Bupati Jember Serahkan 197 Sertifikat Tanah Nelayan Korban Scandal Land Consoludation
Pemkab Jember menyerahkan sertifikat hak milik tanah kepada sebagian nelayan yang menjadi korban skandal program LC
NARASINEWS.ID - Pemerintah Kabupaten (Pemkab) Jember menyerahkan sertifikat hak milik tanah kepada sebagian nelayan yang menjadi korban skandal program land consolidation (LC) di Kecamatan Puger.
Penyerahan dilakukan oleh Bupati Jember Hendy Siswanto bersama Kepala Kantor ATR/BPN Jember Akhyar Tarfi, Sabtu 10 Agustus 2024.
Sebanyak 197 sertifikat sementara ini bisa diserahkan dari 700 sertifikat yang seharusnya menjadi hak nelayan penerima program LC.
"Alhamdulillah sudah ada (sebagian). Nanti, akan diteruskan penyerahan ratusan sertifikat secara bertahap," ujar Hendy ke hadapan para nelayan.
Dia mengaku, sengaja mengundang langsung 197 orang nelayan yang sertifikatnya telah rampung. Tujuannya untuk mencegah campur tangan orang lain yang berpotensi merugikan nelayan.
"Ini kami berikan langsung kepada pemilik sah atau yang berhak. Karena memang milik masyarakat Desa Puger Kulon dan Desa Puger Wetan di Kecamatan Puger," sebut Hendy.
Sedangkan, Akhyar Tarfi yang juga menjabat Ketua Pelaksana Harian GTRA Jember menyatakan penyelesaian sertifikat LC buah dari kerjasama antara Kantor ATR/BPN dengan Pemkab Jember.
"Tentu ini merupakan keberhasilan teamwork dibawah kebijakan reforma agraria atau di bawah tim gugus tugas reforma agraria di bawah pimpinan Bupati Jember,” ucapnya.
Bupati Jember Hendy Siswanto dan Kepala Kantor ATR/BPN Akhyar Tarfi memberi keterangan ke media.
Menurut dia, 197 sertifikat yang dibagikan bersifat legal, sehingga tidak perlu lagi diragukan keabsahannya. Tercatat masih tersisa 503 yang dalam upaya penanganan.
"Persoalannya, sertifikat-sertifikat itu awalnya hilang. Setelah kita telusuri oleh tim, hasilnya 611 sudah di BPN dan 89 sertifikat masih beredar kemana-mana,” ulas Akhyar.
Kilas balik skandal LC bermula dari program pembagian tanah negara secara cuma-cuma kepada nelayan, tapi belakangan justru ditumpangi kepentingan bisnis. Kejadiannya berlangsung pada tahun 2008 silam.
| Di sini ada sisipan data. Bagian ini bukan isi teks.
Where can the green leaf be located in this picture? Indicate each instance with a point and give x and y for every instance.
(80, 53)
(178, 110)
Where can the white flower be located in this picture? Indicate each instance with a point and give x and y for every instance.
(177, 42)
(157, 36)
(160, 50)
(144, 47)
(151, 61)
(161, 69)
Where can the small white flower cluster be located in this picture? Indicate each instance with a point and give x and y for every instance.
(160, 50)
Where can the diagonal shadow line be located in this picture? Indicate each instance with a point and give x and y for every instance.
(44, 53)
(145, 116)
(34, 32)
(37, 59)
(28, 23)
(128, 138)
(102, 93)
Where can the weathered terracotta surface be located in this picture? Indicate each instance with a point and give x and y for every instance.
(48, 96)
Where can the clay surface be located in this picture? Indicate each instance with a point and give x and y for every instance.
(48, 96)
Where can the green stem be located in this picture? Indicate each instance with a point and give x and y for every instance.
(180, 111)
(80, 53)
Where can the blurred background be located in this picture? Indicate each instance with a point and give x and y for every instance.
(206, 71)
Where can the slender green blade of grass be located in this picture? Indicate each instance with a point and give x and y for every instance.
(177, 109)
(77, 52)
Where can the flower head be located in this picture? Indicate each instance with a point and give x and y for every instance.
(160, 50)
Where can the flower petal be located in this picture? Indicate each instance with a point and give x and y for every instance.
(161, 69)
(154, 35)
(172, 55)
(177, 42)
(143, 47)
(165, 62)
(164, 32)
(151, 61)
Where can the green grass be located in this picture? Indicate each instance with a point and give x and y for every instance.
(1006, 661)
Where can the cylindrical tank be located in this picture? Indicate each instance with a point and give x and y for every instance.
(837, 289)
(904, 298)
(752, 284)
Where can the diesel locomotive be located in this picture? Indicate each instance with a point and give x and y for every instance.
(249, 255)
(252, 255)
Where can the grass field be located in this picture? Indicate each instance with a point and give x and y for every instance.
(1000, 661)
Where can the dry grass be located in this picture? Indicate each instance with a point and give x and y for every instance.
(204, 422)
Tanah yang seharusnya langsung dimiliki nelayan malah dikapling-kapling oleh Koperasi Mulya Sejahtera. Bahkan, dokumen asli dari sertifikat tanahnya juga berada di koperasi tersebut.
Beredar selebaran koperasi Mulya Sejahtera yang mengklaim akan membangun rumah-rumah diatas tanah pemberian pemerintah untuk nelayan. Nelayan dihadapkan pada situasi tidak bisa membangun rumah sendiri, melainkan harus membeli bangunan lewat koperasi Mulya Sejahtera.
Rencana pembangunan rumah bervariasi. Mulai tipe 36, 45, 50, 70 dan 168. Koperasi Mulya Sejahtera mematok harga antara Rp47 juta, Rp62 juta, Rp70 juta, Rp120 juta, dan Rp150 juta.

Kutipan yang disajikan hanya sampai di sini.